No país, cresceu substancialmente o interesse e o consumo de podcast por parte dos usuários. Tal afirmação torna-se nítida ao revelar a grande audiência, a produção de alta qualidade e a fama no mundo digital de “podcasters” dos principais programas do país, como Nerdcast e outros. Mesmo sem dados concretos acerca das relações entre este novo meio de comunicação e os meios mais antigos, uma pesquisa realizada pela PodPesquisa, de 2014, traçou um panorama geral sobre perfil dos ouvintes, como idade e sexo; interesses; localização; etc.

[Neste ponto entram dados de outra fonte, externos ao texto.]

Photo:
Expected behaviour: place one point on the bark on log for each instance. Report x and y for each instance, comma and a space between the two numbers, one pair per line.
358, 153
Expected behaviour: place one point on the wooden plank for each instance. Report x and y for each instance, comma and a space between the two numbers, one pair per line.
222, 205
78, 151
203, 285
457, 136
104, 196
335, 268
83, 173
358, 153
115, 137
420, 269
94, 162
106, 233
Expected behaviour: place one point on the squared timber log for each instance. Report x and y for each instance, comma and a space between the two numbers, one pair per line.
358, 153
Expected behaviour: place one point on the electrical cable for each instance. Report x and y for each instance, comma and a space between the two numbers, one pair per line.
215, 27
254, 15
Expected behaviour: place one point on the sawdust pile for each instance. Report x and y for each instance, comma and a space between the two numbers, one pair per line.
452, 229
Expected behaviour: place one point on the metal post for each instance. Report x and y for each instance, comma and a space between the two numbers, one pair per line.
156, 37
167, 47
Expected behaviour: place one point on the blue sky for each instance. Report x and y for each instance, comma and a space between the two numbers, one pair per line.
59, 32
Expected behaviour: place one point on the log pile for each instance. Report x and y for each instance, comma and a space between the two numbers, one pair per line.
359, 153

Em relação ao sexo dos ouvintes, a pesquisa citada revelou que somente 13% dos internautas são do sexo feminino, em contraponto, com 87% do sexo masculino, no ano de 2014. Já outra pesquisa, realizada em 2016, pela Agência Prótons, primeira empresa focada na venda de publicidade em podcasts, revelou que o perfil dos ouvintes entre os sexos continua discrepante: 31% dos ouvintes são mulheres apenas.

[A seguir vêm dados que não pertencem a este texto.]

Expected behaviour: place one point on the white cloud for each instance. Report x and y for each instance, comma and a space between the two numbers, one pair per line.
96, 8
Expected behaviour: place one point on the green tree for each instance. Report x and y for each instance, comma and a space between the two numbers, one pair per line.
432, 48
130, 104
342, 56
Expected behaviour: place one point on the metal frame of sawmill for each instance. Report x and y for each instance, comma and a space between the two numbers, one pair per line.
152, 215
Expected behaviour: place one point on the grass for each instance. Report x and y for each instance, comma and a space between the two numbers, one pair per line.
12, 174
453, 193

Afinal, por que essa diferença de gênero entre os ouvintes? Existe algo que explique o motivo de homens consumirem mais podcasts? Segundo a pesquisa do Ibope Inteligência de 2014, cerca de 53% dos usuários da internet são mulheres, o que revela uma contradição digital: Embora elas sejam maioria, isso não reflete da mesma maneira nos podcasts.
Barreiras
“Existe um vídeo na internet que um garoto diz que mamilos são polêmicos. E, nós achamos que um programa que fosse falar de polêmica e era produzido por duas mulheres, fazia sentido levar o nome de Mamilos”. Foi assim que Juliana Wallauer, casada, mãe de dois filhos e atuante no mercado publicitário, abordou o fato dela e sua parceira, Cris Bartis, produzirem um dos podcasts mais ouvidos da web, justificando a escolha do nome do programa. Divulgado pelo B9, portal sobre tecnologias, o podcast Mamilos conta hoje com uma audiência e um engajamento grandioso na internet. As meninas possuem recordes de 70 mil visualizações nos que obtiveram mais sucesso.

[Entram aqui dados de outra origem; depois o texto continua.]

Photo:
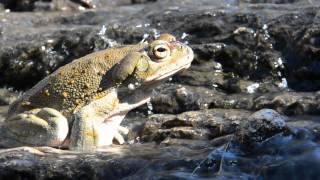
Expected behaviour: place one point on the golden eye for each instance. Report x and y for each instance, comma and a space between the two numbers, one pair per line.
161, 51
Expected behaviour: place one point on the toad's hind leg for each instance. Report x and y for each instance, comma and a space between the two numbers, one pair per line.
37, 127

Embora o Mamilos não seja totalmente feito por colaboradoras, o fato de duas mulheres ocuparem o cargo máximo leva um olhar diferente, sob um oceano de conteúdos semelhantes produzidos atualmente. “Há um recorte de gênero nisso. Tem questões que nos chamam atenção que passariam despercebidos pela visão masculina”, completou a podcaster. Mesmo com essa perspectiva positiva acerca de mulheres produzirem na internet, isso não se faz presente no mundo digital. Para Ju Wallauer, muito além de discutir se existe alguma diferença entre produções masculinas ou femininas, é interessante ressaltar que deve-se criar uma estratégia para que as mulheres não fiquem presas em comunicações nichadas. Não se deve esperar assuntos de mulheres somente para mulheres. Feminismo e Aborto, apenas. Elas podem falar de assuntos do cotidiano, do dia-a-dia, saúde, tecnologia, entre outros.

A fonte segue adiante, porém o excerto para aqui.